…я притворился перед самим собой равнодушным к трагическим событиям, даже к преследованиям, к истреблению евреев. Я намеренно закрывал глаза на все мерзости, преступления и ужасы царской России. Я изнывал в моем городишке: словно магнит, меня притягивал Петербург. Ведь там, казалось мне, расцветало то, что я любил больше всего: поэзия. Там жил мой любимый поэт Александр Блок… Там, по слухам, известный режиссер ставил странные, смелые спектакли. <…> мое юное честолюбие влекло меня именно на этот Север, который я представлял себе не иначе как в обличье поэзии. Я рвался в эту неизвестность, в город, казалось мне, моей будущей славы: я был издали ослеплен им, словно бык – светом арены.
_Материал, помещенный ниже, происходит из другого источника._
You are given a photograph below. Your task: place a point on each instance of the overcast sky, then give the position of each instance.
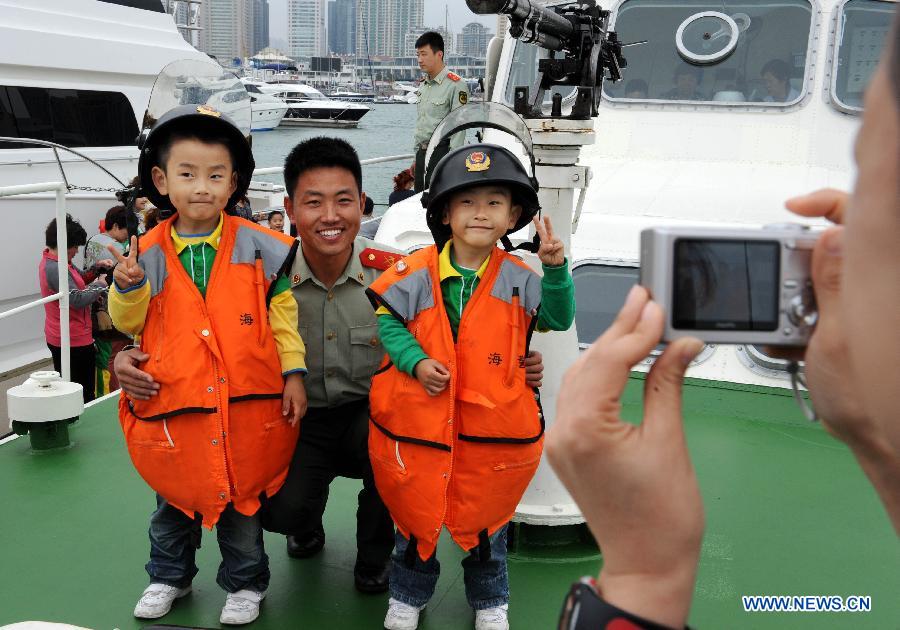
(460, 15)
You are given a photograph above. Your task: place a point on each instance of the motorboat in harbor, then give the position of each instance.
(787, 508)
(268, 110)
(308, 106)
(350, 96)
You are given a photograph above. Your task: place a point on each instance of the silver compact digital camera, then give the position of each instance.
(732, 285)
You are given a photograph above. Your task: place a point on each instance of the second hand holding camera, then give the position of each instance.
(732, 285)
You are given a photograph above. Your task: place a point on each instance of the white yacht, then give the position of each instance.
(78, 73)
(307, 106)
(722, 148)
(267, 109)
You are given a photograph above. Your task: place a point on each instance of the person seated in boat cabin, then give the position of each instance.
(636, 485)
(687, 82)
(451, 400)
(214, 310)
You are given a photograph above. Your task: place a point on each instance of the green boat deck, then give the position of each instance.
(788, 513)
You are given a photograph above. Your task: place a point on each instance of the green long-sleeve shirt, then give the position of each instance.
(458, 284)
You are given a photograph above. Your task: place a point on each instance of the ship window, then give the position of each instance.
(862, 32)
(523, 71)
(72, 118)
(722, 53)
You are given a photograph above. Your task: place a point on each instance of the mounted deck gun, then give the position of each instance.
(578, 30)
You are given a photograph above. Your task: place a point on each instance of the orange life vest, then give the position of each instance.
(464, 458)
(214, 434)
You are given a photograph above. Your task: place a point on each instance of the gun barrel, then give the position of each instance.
(550, 28)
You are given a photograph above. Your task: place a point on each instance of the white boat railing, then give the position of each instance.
(62, 246)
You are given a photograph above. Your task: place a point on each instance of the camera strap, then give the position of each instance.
(798, 380)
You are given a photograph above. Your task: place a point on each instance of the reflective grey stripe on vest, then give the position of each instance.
(411, 295)
(248, 241)
(153, 262)
(528, 282)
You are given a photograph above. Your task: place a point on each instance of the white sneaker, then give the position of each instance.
(492, 618)
(156, 600)
(241, 607)
(401, 616)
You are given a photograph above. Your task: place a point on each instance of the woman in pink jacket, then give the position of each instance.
(85, 288)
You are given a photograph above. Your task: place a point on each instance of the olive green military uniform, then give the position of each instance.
(437, 98)
(340, 330)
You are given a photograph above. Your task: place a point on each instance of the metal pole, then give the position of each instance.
(62, 250)
(25, 307)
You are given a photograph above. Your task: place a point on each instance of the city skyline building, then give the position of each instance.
(227, 29)
(342, 27)
(473, 40)
(260, 25)
(383, 26)
(502, 25)
(306, 28)
(449, 39)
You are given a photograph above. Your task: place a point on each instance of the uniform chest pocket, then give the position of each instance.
(365, 351)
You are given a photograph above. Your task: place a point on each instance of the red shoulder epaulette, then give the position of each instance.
(378, 259)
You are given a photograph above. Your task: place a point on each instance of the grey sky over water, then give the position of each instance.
(460, 15)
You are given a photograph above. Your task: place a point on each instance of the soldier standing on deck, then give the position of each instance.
(440, 93)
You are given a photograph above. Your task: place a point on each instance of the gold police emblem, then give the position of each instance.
(208, 111)
(478, 161)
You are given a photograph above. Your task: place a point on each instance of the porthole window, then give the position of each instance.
(707, 37)
(730, 54)
(755, 358)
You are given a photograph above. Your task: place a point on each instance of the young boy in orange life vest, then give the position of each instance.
(457, 435)
(208, 298)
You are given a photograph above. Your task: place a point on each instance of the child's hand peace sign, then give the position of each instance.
(551, 251)
(128, 272)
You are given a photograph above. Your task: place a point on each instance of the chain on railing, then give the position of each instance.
(62, 245)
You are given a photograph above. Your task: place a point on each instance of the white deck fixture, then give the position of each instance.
(557, 146)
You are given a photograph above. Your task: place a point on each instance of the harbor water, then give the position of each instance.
(385, 130)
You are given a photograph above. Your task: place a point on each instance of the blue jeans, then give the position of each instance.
(175, 538)
(487, 582)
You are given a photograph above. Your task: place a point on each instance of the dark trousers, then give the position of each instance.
(422, 177)
(333, 442)
(175, 538)
(82, 363)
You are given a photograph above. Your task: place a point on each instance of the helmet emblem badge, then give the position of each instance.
(478, 161)
(208, 111)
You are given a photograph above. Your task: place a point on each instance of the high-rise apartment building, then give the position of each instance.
(227, 29)
(342, 27)
(260, 25)
(502, 25)
(306, 28)
(383, 26)
(186, 16)
(473, 40)
(413, 35)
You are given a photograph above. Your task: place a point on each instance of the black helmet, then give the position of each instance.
(478, 165)
(201, 121)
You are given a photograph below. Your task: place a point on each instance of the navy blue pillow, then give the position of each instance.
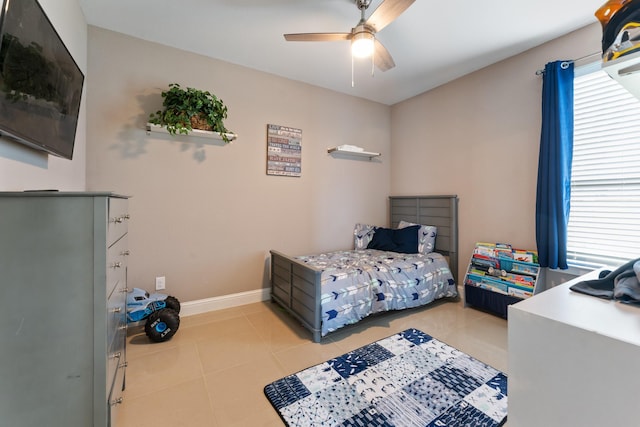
(403, 240)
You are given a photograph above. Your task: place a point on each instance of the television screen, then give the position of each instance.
(40, 82)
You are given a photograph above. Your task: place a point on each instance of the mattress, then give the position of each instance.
(358, 283)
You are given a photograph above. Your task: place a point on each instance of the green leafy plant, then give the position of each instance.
(188, 109)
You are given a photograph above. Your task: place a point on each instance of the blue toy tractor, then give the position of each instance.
(160, 311)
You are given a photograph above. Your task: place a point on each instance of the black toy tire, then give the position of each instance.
(173, 303)
(161, 325)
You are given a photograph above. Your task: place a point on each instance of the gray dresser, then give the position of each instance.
(63, 285)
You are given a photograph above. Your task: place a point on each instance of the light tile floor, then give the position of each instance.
(212, 372)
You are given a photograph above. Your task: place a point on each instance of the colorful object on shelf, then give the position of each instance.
(500, 268)
(620, 20)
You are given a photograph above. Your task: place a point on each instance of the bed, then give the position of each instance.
(328, 291)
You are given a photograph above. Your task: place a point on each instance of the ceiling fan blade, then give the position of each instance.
(382, 58)
(317, 37)
(387, 12)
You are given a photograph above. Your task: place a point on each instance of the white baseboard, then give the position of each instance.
(206, 305)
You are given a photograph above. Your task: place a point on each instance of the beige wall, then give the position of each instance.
(206, 215)
(23, 168)
(478, 137)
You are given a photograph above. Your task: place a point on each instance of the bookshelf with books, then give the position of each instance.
(500, 275)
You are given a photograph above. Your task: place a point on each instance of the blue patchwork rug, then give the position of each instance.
(408, 379)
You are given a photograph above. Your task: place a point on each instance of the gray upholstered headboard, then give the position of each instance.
(441, 211)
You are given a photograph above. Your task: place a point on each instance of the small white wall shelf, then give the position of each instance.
(368, 154)
(195, 132)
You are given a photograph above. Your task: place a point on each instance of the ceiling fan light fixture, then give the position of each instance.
(362, 44)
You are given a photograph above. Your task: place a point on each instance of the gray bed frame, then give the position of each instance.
(296, 286)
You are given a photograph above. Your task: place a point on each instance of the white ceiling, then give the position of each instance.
(432, 42)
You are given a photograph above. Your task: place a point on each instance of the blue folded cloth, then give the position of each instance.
(622, 284)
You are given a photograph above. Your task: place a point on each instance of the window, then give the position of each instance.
(604, 220)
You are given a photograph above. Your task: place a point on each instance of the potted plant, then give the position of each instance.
(188, 109)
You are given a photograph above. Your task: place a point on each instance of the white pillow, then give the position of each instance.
(362, 235)
(426, 236)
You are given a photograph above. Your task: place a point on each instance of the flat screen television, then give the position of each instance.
(40, 82)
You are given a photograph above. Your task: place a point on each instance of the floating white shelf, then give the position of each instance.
(195, 132)
(337, 150)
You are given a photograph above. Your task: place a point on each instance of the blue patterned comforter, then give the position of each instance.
(358, 283)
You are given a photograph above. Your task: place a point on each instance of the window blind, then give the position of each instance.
(604, 219)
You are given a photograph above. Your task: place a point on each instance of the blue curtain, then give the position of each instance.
(554, 164)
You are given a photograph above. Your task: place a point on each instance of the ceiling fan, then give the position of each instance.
(363, 35)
Рабство настолько растлило самую душу евреев, что многим из них бесправие казалось вполне естественным; они даже не подозревали, что, не имея права жить в большей части своей родины, они тем самым сведены на уровень уголовных преступников, а обладание этим правом считали чуть ли не честью. Я еще притворялся равнодушным к «политике», слепо шел по намеченному пути, но что‐то во мне, наконец, восставало и тайно клокотало.
На этом Севере я с тоской помышлял о Египте, Турции, Сирии, Греции, Испании, Италии, юге Франции.
(«Им только снится воздух юга – /Чужого неба волшебство…»437
, писал его двойник Мандельштам.)Между тем приближался день разбирательства дела Бейлиса. Уже два года Бейлис томился в тюрьме. Легенда о ритуальных убийствах евреями христианских детей была столь же гнусна своими кровавыми целями, сколь и своей пошлостью. Над евреями нависло новое нелепое обвинение. После погромов 1905 года это была новая мерзость. Засмердел целый грязный мир. Время, казалось, вернулось вспять: больше, чем когда‐либо, русский XX век показал свой настоящий облик: харю средневековья. Зловоние этого запоздалого христианства стало невыносимым… Огромная зевота омерзения. О, изблевать эту муку!..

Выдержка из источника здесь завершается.